The aggressive expansion of DIY retailers also has played a large role in U.S. tool market growth, according to a 2004 report by the Mintel International Group, a market research firm. Mintel reports an overlap in the DIY and professional power tool markets, with serious home-improvement enthusiasts purchasing professional-grade tools and professionals sometimes choosing DIY-grade tools. Mintel forecasts that a real estate slowdown would reduce the purchase power of professional users, yet the do-it-yourself market would continue higher relative growth.
Competition: More Products, Features, Sales Outlets
And as the tool market grows, so does the competition for market share. To fight for shelf space and consumer attention at retailers, tool companies are adding more features to their products, without substantial price increases. Tool manufacturers are able to bring new ideas to market in record speed due to improvements in design and manufacturing technology. As a result, tools today are more comfortable, easier to use, efficient and safe -- resulting in greater productivity, higher quality work and less stress on the body. To differentiate themselves, some manufacturers offer tools with multiple functions and lifetime warrantees.
Today’s consumer also has more places to purchase tools. Of the $12.1 billion tools sold in the United States in 2002, most were sold through distributors ($6.15 billion) and home improvement centers ($3 billion). In home centers, the ratio of products to sales staff is smaller so tools must sell themselves from the shelf. More than ever, customers depend on a product’s presentation and features to make purchasing decisions.
Distributors, or independent tool stores, have been a preferred source for professionals because they offer value-added services, such as professional-grade inventories, expert sales staff, on-site tool repair and deliveries. But home-improvement retailers are anxious to make inroads in the lucrative professional market. They not only stock professional-grade tools, but are adding other services modeled after professional tool stores.
Manufacturing Moves Overseas
Rapid expansion of home-improvement retailers has heightened price competition among manufacturers, causing them to emphasize innovation and to shift production to lower cost countries, such as China, India and Mexico, according to Mintel.
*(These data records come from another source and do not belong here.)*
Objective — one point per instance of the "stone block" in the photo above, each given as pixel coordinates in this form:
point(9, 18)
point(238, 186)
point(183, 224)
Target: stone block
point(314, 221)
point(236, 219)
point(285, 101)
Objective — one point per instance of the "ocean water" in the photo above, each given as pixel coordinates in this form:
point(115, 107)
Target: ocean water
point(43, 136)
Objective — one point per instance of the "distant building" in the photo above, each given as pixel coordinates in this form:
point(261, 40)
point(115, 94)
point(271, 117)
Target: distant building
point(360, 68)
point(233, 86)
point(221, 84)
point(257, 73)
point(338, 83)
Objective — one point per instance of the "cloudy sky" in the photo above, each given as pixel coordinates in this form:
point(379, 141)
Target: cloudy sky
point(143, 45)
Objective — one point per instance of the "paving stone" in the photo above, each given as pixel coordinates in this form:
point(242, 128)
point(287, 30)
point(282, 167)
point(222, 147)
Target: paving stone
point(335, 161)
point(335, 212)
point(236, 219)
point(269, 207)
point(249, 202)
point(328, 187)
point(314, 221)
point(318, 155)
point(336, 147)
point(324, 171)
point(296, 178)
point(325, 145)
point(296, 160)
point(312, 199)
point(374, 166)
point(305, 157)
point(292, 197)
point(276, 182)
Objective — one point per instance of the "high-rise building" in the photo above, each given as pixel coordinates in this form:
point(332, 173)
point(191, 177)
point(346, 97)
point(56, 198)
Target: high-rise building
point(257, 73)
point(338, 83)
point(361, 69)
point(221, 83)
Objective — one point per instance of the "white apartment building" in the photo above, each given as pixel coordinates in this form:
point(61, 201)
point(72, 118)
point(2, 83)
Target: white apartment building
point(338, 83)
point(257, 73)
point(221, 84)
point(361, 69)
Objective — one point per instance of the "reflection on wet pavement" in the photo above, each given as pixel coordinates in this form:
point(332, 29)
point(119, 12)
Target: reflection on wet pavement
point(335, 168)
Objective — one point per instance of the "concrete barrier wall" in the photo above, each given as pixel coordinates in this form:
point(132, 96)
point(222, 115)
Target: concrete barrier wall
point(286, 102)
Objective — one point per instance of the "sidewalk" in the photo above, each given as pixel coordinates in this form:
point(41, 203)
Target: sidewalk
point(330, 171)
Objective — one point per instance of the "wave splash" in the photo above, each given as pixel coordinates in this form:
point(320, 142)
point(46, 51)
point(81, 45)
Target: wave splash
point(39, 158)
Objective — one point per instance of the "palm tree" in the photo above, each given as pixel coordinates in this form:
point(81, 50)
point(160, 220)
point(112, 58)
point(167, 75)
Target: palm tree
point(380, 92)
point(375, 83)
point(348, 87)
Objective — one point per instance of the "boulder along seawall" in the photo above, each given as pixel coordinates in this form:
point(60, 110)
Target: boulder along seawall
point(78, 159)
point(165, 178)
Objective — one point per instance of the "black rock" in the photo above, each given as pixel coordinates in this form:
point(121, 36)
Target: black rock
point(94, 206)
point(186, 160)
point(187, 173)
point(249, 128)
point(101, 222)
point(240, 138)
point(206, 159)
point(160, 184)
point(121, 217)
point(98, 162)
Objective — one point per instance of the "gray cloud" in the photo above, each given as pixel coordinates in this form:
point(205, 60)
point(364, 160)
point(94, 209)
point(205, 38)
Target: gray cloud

Imports have increased sharply since 1997, at a 12.3 percent average annual rate, according to a 2001 report by Business Trend Analysts of Commack, N.Y. China produced 32.3 percent of all imported tools in 2000, followed by Japan at 15.5 percent, Taiwan at 14.3 percent, Mexico at 8.7 percent and Germany at 7.6 percent.
With the exception of overseas manufacturing, the changes ahead will benefit the U.S. tool consumer: more tools, more features, more places to purchase them. Cost is expected to drive the design process more than ever. As prices level, tool producers will turn to more creative retailing and marketing techniques. Expect tool distributors and retailers to cater to professional and DIY customers alike with more value-added services.